Upon completion of this Cyberounds®, you should be able to:

  • Learn about the neurotoxicity associated with NMDA receptors and related mechanisms

  • Learn about the role of NMDA-induced neurotoxicity in ischemic brain injury

  • Understand the therapeutic potential of NMDA receptor inhibitors in ischemic stroke.

 

Ischemic brain injury results from the concerted action of multiple pathogenic factors that act sequentially after the onset of ischemia (Figure 1).(1),(2) The ischemic cascade is triggered by a sudden and severe reduction in cerebral blood flow. Ischemic neurons release large amounts of the neurotransmitter glutamate that activates glutamate receptors, especially the N-methyl-D-aspartate (NMDA) type.

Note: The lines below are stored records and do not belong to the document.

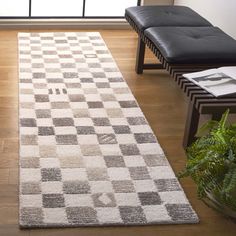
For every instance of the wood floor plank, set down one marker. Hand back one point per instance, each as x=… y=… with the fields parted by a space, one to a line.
x=163 y=104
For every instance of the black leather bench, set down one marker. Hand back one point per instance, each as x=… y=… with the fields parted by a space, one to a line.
x=181 y=49
x=144 y=17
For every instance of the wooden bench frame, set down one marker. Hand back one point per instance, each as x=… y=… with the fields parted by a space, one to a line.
x=200 y=101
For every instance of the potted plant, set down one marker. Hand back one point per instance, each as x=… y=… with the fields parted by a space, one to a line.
x=211 y=163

Figure 1. The Mechanisms of Ischemic Brain Injury.

Figure 1

The mechanisms of ischemic brain injury are multiple and act sequentially at different time points after induction of ischemia. Activation of glutamate receptors is an early event in the ischemic cascade that is critical for the expression of ischemic injury.

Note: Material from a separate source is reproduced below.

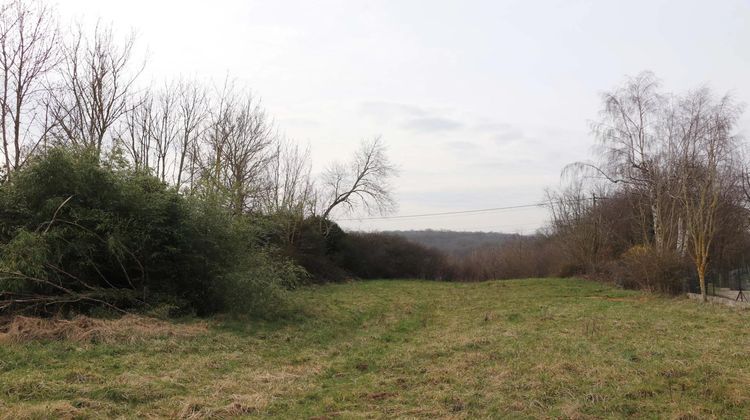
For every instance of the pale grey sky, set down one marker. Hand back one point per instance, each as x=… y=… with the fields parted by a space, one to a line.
x=481 y=102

Stimulation of NMDA receptors leads to an increase in intracellular calcium, which, in turn, activates signaling pathways responsible for the short- and long-term cellular and molecular events leading to neuronal cell death (apoptosis). These include, for example, production of reactive oxygen species, inflammation and apoptosis. Thus NMDA receptor activation is thought to be a crucial step in the ischemic cascade.

The purpose of this Cyberounds® is to provide a brief overview of the role of glutamate receptors in ischemic brain injury and of their therapeutic potential.

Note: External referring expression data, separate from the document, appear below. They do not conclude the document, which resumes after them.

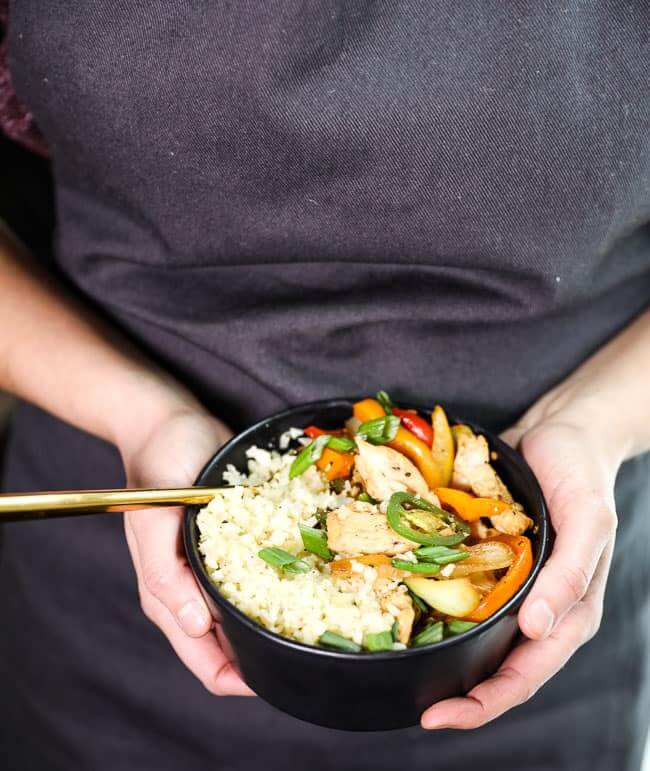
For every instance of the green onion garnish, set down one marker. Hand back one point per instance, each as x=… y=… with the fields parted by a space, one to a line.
x=386 y=402
x=308 y=456
x=283 y=560
x=441 y=555
x=396 y=514
x=418 y=602
x=365 y=498
x=381 y=641
x=458 y=627
x=379 y=430
x=430 y=634
x=424 y=568
x=339 y=643
x=315 y=541
x=341 y=444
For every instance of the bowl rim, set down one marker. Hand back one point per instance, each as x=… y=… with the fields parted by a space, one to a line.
x=201 y=574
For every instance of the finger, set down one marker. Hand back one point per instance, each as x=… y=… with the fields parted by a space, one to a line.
x=203 y=656
x=163 y=570
x=584 y=525
x=513 y=435
x=528 y=666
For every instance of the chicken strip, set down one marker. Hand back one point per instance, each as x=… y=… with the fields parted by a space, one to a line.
x=360 y=528
x=384 y=471
x=473 y=472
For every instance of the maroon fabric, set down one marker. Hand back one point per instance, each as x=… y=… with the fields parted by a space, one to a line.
x=15 y=120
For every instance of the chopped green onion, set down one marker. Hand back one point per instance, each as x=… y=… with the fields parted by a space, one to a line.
x=430 y=634
x=315 y=541
x=339 y=643
x=386 y=402
x=441 y=555
x=418 y=602
x=283 y=560
x=458 y=627
x=381 y=641
x=424 y=568
x=341 y=444
x=396 y=512
x=379 y=430
x=308 y=456
x=365 y=498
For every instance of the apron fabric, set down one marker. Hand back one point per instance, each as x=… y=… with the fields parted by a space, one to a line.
x=286 y=201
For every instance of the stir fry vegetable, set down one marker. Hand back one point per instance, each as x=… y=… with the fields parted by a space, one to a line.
x=423 y=511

The Concept of Excitotoxicity

Nearly five decades ago, Lucas and Newhouse(3) described the phenomenon glutamate-induced neuronal cell death. They found that systemic injection of L-glutamate into developing mice caused the destruction of the neuronal retinal layer. These studies were later confirmed and expanded by Olney(4) who coined the term "excitotoxicity" to define the neurotoxicity deriving from excessive neuronal excitation by glutamate.

Subsequent studies demonstrated that excitotoxicity is involved in ischemic brain injury. Cerebral ischemia was found to release toxic amounts of glutamate in the extracellular space,(5),(6) and inhibition of the NMDA receptor attenuated brain injury in animal models of ischemic stroke and in models of hypoxic-ischemic injury in neuronal cultures(7),(8) [see ref. (9) for a review].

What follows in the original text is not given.